Juan no confía en la justicia, pero esta mañana está agradecido, porque un grupo de entusiastas bomberos de la Compañía de Alto Hospicio ha hecho suya la búsqueda de su hijo. Acá, donde podría haber grandes equipos de rescate, perros y carabineros ayudando a rastrear, hay solo 15 personas armadas de palas. Los bomberos son ocho y muchos llevan vidas modestas. Se separan por 10 metros de distancia, rastrean como sabuesos, hurgan contra el viento y contra sus propias limitaciones.

Fabiola Webar es la primera mujer que maneja un carro bomba especialmente diseñado para rescate. Su papá fue bombero y rescatista en el terremoto de Valdivia en 1960 y dice que no lo dudó cuando la invitaron a participar en la búsqueda de José. Con ella está Carlos Soto, uno de los más entusiastas buscadores de esa mañana, que fuma un “Change” tras otro –unos cigarrillos bolivianos alargados que parecen infinitos– y que está empecinado en destapar un pique de basura para poder llegar a la verdad. Sus compañeros le hacen bromas por su mal genio, pero “Sotito” parece no escuchar o, más bien, no escucha, porque desde el año 2002 usa audífonos en ambos oídos.

-Esta es su vida –narra otra rescatista–. Incluso ella también cuenta que su compañero duerme al lado de un cajón que le quedó de recuerdo de un antiguo trabajo en una funeraria. “De vez en cuando se acuesta dentro de él por si lo pilla la muerte y así no le da trabajo a nadie. Es que Sotito tiene mal genio, pero es buena persona», cuenta mientras se escucha un grito que proviene desde arriba de los cerros.

Esta mañana Juan está agradecido, porque un grupo de entusiastas bomberos de la Compañía de Alto Hospicio ha hecho suyo también el rescate. Acá donde podría haber grandes equipos de rescate, perros y carabineros ayudando a rastrear, hay solo 15 personas armadas de palas.

–¡Acá hay un pique! –dice otro de los rescatistas.

–Pero ya buscamos ahí, no hay nada –se desilusiona rápidamente Juan Vergara.

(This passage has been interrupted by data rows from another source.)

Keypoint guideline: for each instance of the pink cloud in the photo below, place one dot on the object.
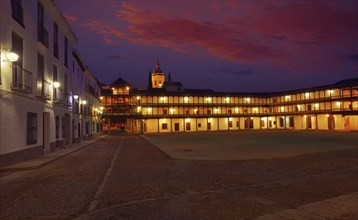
(294, 34)
(110, 41)
(72, 19)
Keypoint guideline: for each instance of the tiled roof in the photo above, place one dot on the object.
(120, 82)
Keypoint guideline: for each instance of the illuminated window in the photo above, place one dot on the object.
(164, 126)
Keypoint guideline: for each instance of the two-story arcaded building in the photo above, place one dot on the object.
(48, 97)
(171, 108)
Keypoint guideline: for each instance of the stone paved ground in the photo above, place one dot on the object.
(125, 177)
(248, 145)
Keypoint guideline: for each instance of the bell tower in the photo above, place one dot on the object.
(158, 77)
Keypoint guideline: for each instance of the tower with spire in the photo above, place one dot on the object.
(157, 76)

Aunque nadie podría identificar ese montículo de tierra en medio del desierto, él sabe a la perfección de qué área se trata. Parece que conociera la pampa como su propia mano.

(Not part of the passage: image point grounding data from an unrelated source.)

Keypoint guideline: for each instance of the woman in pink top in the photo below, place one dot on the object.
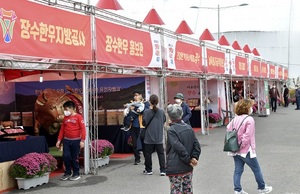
(246, 154)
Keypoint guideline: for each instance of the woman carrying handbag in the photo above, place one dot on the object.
(246, 154)
(154, 119)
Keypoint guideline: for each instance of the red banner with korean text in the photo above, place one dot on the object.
(38, 31)
(126, 46)
(280, 72)
(183, 56)
(215, 61)
(272, 71)
(255, 68)
(285, 74)
(241, 66)
(263, 70)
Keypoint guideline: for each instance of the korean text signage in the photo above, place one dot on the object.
(29, 33)
(123, 45)
(272, 71)
(264, 70)
(285, 74)
(215, 61)
(184, 56)
(255, 68)
(241, 66)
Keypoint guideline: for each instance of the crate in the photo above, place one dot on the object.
(120, 116)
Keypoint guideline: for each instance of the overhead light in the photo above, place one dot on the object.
(41, 77)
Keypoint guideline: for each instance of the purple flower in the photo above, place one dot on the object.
(30, 165)
(101, 148)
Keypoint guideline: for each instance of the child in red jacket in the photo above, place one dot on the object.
(73, 133)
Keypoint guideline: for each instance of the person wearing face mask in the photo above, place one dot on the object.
(246, 154)
(187, 114)
(274, 94)
(72, 133)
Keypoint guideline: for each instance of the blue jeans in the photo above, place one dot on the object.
(71, 149)
(239, 163)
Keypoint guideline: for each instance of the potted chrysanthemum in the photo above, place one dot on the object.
(101, 149)
(32, 169)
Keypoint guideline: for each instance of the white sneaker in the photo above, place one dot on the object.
(241, 192)
(267, 189)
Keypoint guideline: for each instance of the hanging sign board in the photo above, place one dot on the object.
(126, 46)
(241, 66)
(285, 74)
(255, 68)
(264, 70)
(183, 56)
(215, 61)
(29, 31)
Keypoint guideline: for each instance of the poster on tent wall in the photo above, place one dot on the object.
(63, 36)
(272, 71)
(183, 56)
(285, 74)
(264, 70)
(7, 100)
(241, 66)
(255, 68)
(190, 89)
(121, 45)
(113, 93)
(280, 73)
(215, 61)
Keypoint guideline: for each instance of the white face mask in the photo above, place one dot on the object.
(178, 101)
(250, 111)
(67, 113)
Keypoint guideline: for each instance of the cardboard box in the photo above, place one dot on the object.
(27, 119)
(120, 116)
(111, 117)
(101, 117)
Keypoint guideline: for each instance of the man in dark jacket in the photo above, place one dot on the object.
(286, 96)
(187, 114)
(182, 151)
(273, 95)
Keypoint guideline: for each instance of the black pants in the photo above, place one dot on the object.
(149, 149)
(273, 104)
(286, 101)
(129, 118)
(71, 150)
(135, 132)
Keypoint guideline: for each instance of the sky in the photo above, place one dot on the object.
(258, 15)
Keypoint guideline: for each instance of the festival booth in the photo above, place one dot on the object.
(98, 63)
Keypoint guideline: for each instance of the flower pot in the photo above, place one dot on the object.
(99, 162)
(27, 183)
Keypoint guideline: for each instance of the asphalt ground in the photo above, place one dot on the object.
(277, 139)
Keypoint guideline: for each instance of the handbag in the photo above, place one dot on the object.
(143, 131)
(231, 140)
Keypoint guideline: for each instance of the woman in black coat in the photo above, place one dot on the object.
(183, 151)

Juan Vergara ni siquiera toma agua mientras usa la pala. El centro de su vida es la angustia que vive diariamente. Lo peor es que no confía en nadie más que en él mismo para seguir adelante. “Es que la policía busca para no encontrar”, se queja.

 

Sus ojos son dos rocas húmedas, a pesar de que el sol podría deshidratar hasta las piedras. Pero a Juan no lo mueve nada. Ni a él ni a su pala. El viento hace flamear sus mechones de pelo blanco, y la chapita de metal con el rostro de su hijo golpea incesantemente contra su pecho.